Il y a une psychose au sujet des « djihadistes » à laquelle participent les Etats-Unis et la France. D’autant plus forte que, dans cette affaire, on ne sait plus quels sont nos amis et quels sont ennemis. C’était probant, ces derniers mois, pour ce qui est du Qatar présenté comme un instigateur des « printemps arabes » et, dans le même temps, comme le manipulateur des mouvements et groupuscules « islamistes », y compris les plus radicaux. Ce n’est pas un phénomène nouveau. Lors des « révolutions de velours » dans les ex-Républiques de l’URSS, que l’on nous avait présentées comme des mouvements spontanés, les instrumentalisations et autres manipulations avaient été rapidement mises au jour. J

’avoue être circonspect quand les Etats encensent les « révolutions »… chez les autres ; plus encore quand ces « révolutions » se déroulent dans des pays avec lesquels tout le monde avait les meilleures relations et qui n’étaient pas exclus de la « communauté internationale », bien au contraire (Tunisie, Libye, Egypte, Syrie…). C’est sans doute que ces « révolutions » sont, d’abord, des manipulations. C’est pourquoi, aussi, elles sont présentées comme l’expression de la « société civile », cette nébuleuse dont personne ne connaît les contours mais dont on dit qu’elle se situe « en dehors de toute intrusion, immixtion ou ingérence de l’Etat et des pouvoirs publics ». Autrement dit entre les mains des lobbies et autres groupes de pression, y compris religieux.
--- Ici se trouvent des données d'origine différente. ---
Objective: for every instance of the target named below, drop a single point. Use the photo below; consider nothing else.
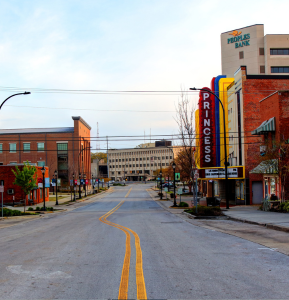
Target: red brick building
(65, 149)
(13, 194)
(273, 127)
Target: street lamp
(92, 184)
(43, 186)
(84, 177)
(25, 93)
(174, 168)
(55, 174)
(73, 185)
(225, 143)
(161, 196)
(79, 186)
(53, 187)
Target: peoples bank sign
(239, 39)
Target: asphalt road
(135, 250)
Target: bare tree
(186, 162)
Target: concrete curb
(267, 225)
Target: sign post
(2, 191)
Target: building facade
(261, 54)
(136, 164)
(65, 149)
(13, 194)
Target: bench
(213, 201)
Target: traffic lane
(75, 257)
(106, 203)
(184, 261)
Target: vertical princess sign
(207, 129)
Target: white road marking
(17, 269)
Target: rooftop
(37, 130)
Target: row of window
(280, 69)
(40, 147)
(141, 165)
(132, 172)
(39, 163)
(141, 152)
(280, 51)
(26, 147)
(136, 159)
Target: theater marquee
(207, 129)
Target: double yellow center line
(140, 283)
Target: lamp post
(174, 168)
(161, 196)
(225, 143)
(74, 188)
(43, 186)
(25, 93)
(84, 177)
(55, 174)
(79, 186)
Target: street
(125, 245)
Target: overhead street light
(225, 143)
(25, 93)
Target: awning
(266, 167)
(266, 126)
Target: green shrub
(10, 212)
(183, 204)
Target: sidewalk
(62, 202)
(249, 214)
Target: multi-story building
(140, 163)
(261, 54)
(65, 149)
(253, 67)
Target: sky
(116, 45)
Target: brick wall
(8, 178)
(255, 90)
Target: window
(12, 148)
(261, 51)
(280, 69)
(26, 147)
(40, 146)
(281, 51)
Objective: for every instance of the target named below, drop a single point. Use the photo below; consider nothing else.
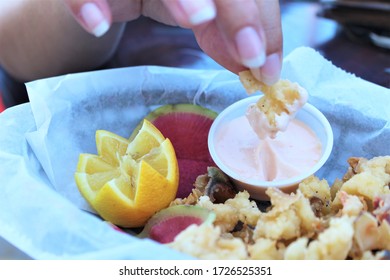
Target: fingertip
(198, 12)
(94, 19)
(270, 72)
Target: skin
(41, 38)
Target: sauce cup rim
(312, 110)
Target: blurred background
(353, 34)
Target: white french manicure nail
(270, 72)
(94, 19)
(199, 11)
(250, 47)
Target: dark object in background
(12, 92)
(362, 20)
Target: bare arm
(40, 38)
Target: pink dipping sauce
(289, 154)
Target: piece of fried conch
(276, 108)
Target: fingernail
(270, 72)
(250, 47)
(94, 19)
(199, 11)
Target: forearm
(40, 38)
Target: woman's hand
(238, 34)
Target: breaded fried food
(274, 110)
(351, 222)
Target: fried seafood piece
(318, 193)
(334, 243)
(276, 108)
(207, 242)
(367, 179)
(266, 249)
(370, 235)
(234, 211)
(291, 216)
(215, 184)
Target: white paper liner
(40, 206)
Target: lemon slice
(127, 182)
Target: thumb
(94, 16)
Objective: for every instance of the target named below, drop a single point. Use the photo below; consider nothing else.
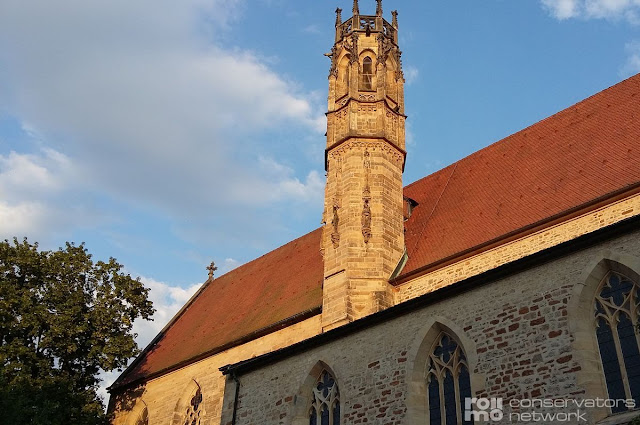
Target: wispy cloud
(594, 9)
(632, 65)
(153, 111)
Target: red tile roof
(583, 153)
(580, 154)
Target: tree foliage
(63, 318)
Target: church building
(504, 288)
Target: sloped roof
(584, 153)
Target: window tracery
(448, 382)
(325, 405)
(616, 318)
(143, 419)
(367, 74)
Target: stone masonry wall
(517, 327)
(161, 395)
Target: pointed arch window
(143, 419)
(366, 82)
(194, 411)
(448, 382)
(325, 405)
(616, 316)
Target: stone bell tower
(363, 237)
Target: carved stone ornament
(335, 235)
(399, 72)
(366, 198)
(384, 48)
(333, 55)
(366, 220)
(352, 48)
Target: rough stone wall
(163, 394)
(518, 329)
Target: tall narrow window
(448, 382)
(616, 316)
(194, 413)
(367, 74)
(143, 419)
(325, 405)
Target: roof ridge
(424, 225)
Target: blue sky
(169, 134)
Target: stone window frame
(581, 320)
(188, 393)
(136, 414)
(418, 355)
(304, 396)
(368, 53)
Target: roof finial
(212, 268)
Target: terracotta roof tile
(580, 154)
(274, 287)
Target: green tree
(63, 318)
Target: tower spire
(363, 234)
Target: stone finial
(212, 268)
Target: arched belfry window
(366, 82)
(325, 405)
(448, 382)
(616, 315)
(194, 412)
(143, 419)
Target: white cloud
(32, 188)
(594, 9)
(632, 65)
(140, 93)
(167, 300)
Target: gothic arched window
(367, 74)
(325, 405)
(143, 419)
(616, 315)
(194, 413)
(448, 382)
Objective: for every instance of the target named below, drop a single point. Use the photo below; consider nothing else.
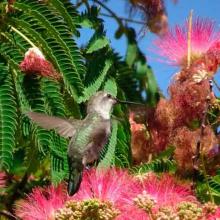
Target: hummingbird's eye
(109, 96)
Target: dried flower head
(173, 46)
(92, 209)
(35, 63)
(189, 210)
(42, 203)
(185, 142)
(154, 13)
(189, 99)
(139, 140)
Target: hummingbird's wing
(63, 127)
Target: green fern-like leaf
(97, 43)
(111, 87)
(93, 88)
(8, 119)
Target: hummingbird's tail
(75, 176)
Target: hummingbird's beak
(128, 102)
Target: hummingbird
(87, 136)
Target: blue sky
(177, 14)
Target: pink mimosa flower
(2, 180)
(173, 45)
(215, 215)
(112, 185)
(35, 63)
(42, 203)
(166, 191)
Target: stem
(206, 178)
(199, 153)
(216, 84)
(189, 39)
(23, 36)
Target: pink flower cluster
(174, 45)
(35, 63)
(2, 180)
(115, 186)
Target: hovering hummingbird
(87, 136)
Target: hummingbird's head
(102, 103)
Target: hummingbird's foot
(88, 167)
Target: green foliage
(53, 27)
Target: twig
(189, 39)
(125, 19)
(23, 36)
(113, 14)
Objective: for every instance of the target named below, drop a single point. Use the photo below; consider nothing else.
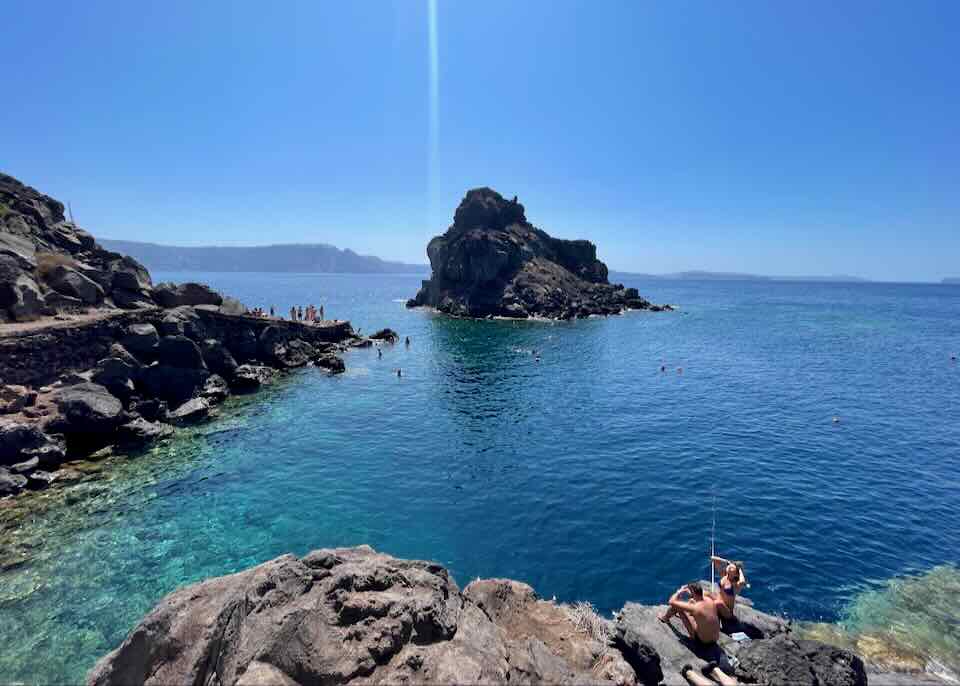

Et voilà qu’aujourd’hui on évoque à nouveau la présence du Hezbollah en Afrique noire. Je dis à nouveau car, au plus fort de la « crise ivoiro-ivoirienne », cette redoutable organisation terroriste née au Liban était active déjà aux côtés des gbagboïstes et des « porteurs de valises » des réseaux parallèles de l’ultra-droite de la France sarkozyste. Je l’avais écrit ; ce qui m’avait valu de me retrouver mis en examen par les juges français pour diffamation (ceux qui, dans cette affaire, se jugeaient diffamés ont été finalement déboutés par la Cour de justice de Paris).

La psychose va être renforcée par l’annonce (en catimini), par les responsables militaires français, que Paris ne procédera pas au retrait de ses troupes déployées dans le Nord-Mali. Non pas que la situation s’aggrave dans la zone (enfin, pas pour l’instant). Mais l’Elysée et l’hôtel de Brienne prennent très au sérieux les informations concernant le regroupement des groupuscules terroristes expulsés du Nord-Mali dans le Sud libyen. A partir de cette zone, des actions seraient menées contre les pays qui, aujourd’hui, entendent lutter contre le « terrorisme », à commencer par le Niger (pris en tenaille entre la Libye et le Nigéria, deux pays où le « terrorisme » est structuré). On comprend dès lors que les journalistes burkinabè, pays frontalier du Mali et du Niger et médiateur dans la « crise malo-malienne », se fassent du souci.

Dans ce contexte, et si la situation est aussi dramatique qu’on le laisse entendre, la question posée est de savoir s’il ne conviendrait pas de tirer un trait sur le régime en place à Bamako, de traiter directement avec les Touareg du Nord-Mali et, dans la foulée, d’aller voir d’un peu plus près ce qui se passe au Niger avant qu’il ne soit, une fois encore, trop tard.